Types of market failure
There are three main types of market failure:
1) Externalities
2) Under-provision of public goods
3) Information gaps
Externalities
The cost or benefit a third party receives from an economic transaction outside of the market mechanism. In other words, it is the spillover effect of the production or consumption of a good or service. This leads to the over or under-production of goods, meaning resources aren’t allocated efficiently.
For example, cars and cigarettes have negative externalities whilst education and healthcare have positive externalities.
Under-provision of public goods
Public goods are non-rivalry and non-excludable, meaning they are underprovided by the private sector due to the free-rider problem.

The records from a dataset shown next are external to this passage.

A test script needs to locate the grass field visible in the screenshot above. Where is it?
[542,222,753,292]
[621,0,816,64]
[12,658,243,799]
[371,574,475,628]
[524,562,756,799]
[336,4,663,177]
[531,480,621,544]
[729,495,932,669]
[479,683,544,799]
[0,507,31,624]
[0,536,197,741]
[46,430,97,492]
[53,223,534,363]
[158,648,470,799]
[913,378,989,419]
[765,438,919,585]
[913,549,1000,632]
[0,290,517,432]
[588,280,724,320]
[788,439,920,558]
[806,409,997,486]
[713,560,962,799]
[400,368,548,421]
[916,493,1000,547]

The market is unable to ensure enough of these goods are provided. One of the best examples of a public good is streetlights.
Information gaps
Homo economicus is assumed to have perfect information, allowing them to make rational decisions. Similarly, firms are assumed to have perfect information on their cost and revenue curves and governments are assumed to know the full cost and benefits of each decision. In reality, this is not the case.
Therefore, economic agents do not always make rational decisions and so resources
are not allocated to maximise welfare. For example, consumers do not know the quality of second hand products, such as cars, and pension schemes are complex so it is difficult to know which one is best.